What is the Effect of Arbitration Clauses on Sexual Harassment and Other Employment Discrimination C
What about “e-signing” arbitration agreements and other employment related documents?
It seems that this is an area of the law that is constantly evolving. These days, instead of printing employee handbooks, arbitration agreements and other employment documents, many employers are providing these documents solely in electronic form, which employees acknowledge receiving by so-called electronic signatures, instead of written ones. Is this legit? It might be, as long as the company has a system for authenticating those e-signatures. If faced with litigation, the employer would have to prove in court that a signature was really executed by a particular employee or job applicant.

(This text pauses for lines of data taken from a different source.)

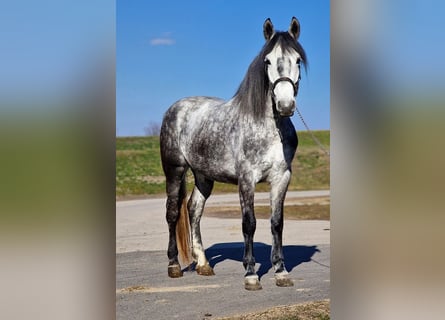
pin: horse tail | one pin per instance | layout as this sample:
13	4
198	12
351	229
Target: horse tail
183	234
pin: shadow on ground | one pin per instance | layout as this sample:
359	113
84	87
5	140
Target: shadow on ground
293	255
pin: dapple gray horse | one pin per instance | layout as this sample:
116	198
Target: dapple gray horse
244	141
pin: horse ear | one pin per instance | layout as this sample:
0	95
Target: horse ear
294	28
268	30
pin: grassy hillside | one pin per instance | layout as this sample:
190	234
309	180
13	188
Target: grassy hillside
139	171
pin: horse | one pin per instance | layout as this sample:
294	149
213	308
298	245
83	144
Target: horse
243	141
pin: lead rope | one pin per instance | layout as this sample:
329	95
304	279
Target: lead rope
312	134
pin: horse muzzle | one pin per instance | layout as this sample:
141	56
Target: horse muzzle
286	109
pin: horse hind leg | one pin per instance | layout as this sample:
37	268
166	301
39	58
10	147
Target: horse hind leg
196	203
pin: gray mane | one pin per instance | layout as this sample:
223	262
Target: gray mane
252	93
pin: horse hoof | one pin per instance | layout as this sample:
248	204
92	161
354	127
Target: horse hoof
283	280
174	271
252	283
205	270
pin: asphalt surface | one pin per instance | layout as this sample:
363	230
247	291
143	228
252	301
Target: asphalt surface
144	290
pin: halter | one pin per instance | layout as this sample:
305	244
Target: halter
294	84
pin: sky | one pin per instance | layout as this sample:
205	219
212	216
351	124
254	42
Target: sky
167	50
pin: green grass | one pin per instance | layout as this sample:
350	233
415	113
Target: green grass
139	171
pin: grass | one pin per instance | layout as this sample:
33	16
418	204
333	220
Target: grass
317	310
139	171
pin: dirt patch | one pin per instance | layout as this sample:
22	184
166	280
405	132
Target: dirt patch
319	310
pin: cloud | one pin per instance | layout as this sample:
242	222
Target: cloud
162	41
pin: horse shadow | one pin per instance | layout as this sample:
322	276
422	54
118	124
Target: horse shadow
293	255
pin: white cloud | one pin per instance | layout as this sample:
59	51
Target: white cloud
162	41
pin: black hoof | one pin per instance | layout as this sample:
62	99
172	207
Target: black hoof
252	283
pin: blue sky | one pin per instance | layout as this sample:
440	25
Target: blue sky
173	49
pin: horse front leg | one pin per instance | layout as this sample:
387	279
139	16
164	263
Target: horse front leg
247	191
277	196
200	194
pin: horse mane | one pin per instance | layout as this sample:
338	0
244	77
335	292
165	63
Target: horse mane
252	93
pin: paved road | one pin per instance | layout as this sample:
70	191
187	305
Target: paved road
144	291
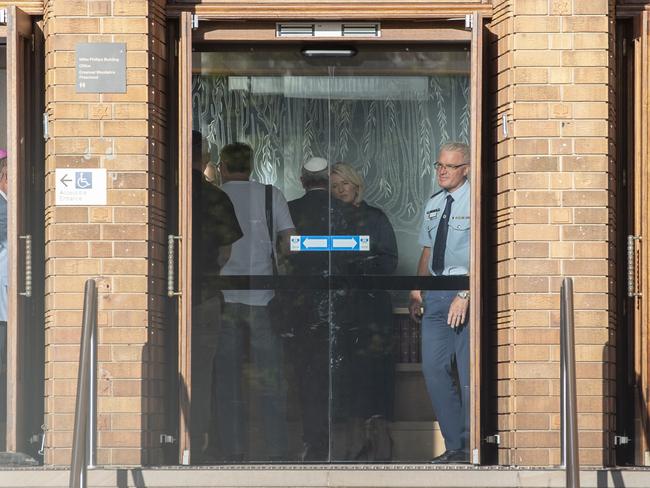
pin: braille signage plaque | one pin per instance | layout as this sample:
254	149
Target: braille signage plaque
101	67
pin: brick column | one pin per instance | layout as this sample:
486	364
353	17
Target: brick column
120	243
554	199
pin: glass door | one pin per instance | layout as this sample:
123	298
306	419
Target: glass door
318	359
22	241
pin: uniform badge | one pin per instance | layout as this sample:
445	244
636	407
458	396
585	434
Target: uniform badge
432	214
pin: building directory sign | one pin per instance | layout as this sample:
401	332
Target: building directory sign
101	67
330	243
80	186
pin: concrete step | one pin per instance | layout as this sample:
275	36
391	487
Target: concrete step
332	476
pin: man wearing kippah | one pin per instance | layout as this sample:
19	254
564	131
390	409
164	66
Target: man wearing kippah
310	310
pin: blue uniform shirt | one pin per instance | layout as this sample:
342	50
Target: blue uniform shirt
457	250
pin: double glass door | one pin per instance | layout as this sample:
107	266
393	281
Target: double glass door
302	347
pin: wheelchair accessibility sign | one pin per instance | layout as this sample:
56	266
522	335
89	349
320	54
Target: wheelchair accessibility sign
75	186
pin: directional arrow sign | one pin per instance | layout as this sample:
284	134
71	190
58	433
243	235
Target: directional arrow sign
330	243
80	186
315	243
65	180
344	243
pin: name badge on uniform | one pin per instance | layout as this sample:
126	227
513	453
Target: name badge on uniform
432	214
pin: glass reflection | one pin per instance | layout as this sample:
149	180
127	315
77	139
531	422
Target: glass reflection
328	366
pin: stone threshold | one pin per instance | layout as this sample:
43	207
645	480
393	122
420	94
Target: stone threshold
327	476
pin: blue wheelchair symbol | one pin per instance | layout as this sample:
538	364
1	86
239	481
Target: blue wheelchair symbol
83	180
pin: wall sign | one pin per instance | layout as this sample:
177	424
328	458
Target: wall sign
80	186
101	67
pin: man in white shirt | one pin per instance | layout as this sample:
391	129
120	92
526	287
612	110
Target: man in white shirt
246	316
3	285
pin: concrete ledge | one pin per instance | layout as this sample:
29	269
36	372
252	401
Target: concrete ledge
370	476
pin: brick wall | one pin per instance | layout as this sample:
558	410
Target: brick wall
554	193
552	180
121	242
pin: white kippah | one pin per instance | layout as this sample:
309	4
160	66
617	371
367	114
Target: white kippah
315	165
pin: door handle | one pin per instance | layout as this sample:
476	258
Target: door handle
631	266
28	265
171	244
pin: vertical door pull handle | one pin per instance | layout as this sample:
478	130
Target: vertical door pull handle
631	267
171	244
28	265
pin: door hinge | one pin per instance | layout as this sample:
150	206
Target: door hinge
493	439
621	440
631	267
46	126
167	439
469	21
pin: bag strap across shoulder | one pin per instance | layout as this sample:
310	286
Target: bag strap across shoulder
268	204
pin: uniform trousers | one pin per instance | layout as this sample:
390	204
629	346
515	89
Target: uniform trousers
3	371
266	382
448	387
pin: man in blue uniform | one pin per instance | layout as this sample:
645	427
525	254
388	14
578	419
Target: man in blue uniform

In a recent case in California, entitled Ruiz v. Moss Brothers Auto Group, a gentleman named Ernesto sued his employee for overtime and wages violations, among other things. The employer claimed that this claim did not belong in a court of law, but only could be brought to out-of court arbitration (no judge or jury), and that Ernesto had agreed to this by e-signing an agreement to arbitrate all employment claims by entering a user name and password, and “clicking through” all of the paperwork. Ernesto did not remember doing this, and there was no other proof that it really was him, since another person could have used his user name and password. Since there was no proof that the employee himself actually electronically signed the arbitration agreement, the California Court of Appeals refused to enforce the agreement to arbitrate all employment claims and let Ernesto keep the case in a court of law. There is no know case like this in New Jersey so far.
Why is this important? It’s because such a case is bound to occur in New Jersey in the near future and there is a big difference between having a case heard by a judge or jury in a court of law, where the rules of evidence apply and “discovery” is available, and having a dispute heard by 1 or more professional arbitrators where the ability to do discovery (written questions, document exchange and depositions) is limited, and many of the rules of evidence do not apply. Arbitration agreements also severely limit or eliminate the right to appeal the arbitrator’s decision.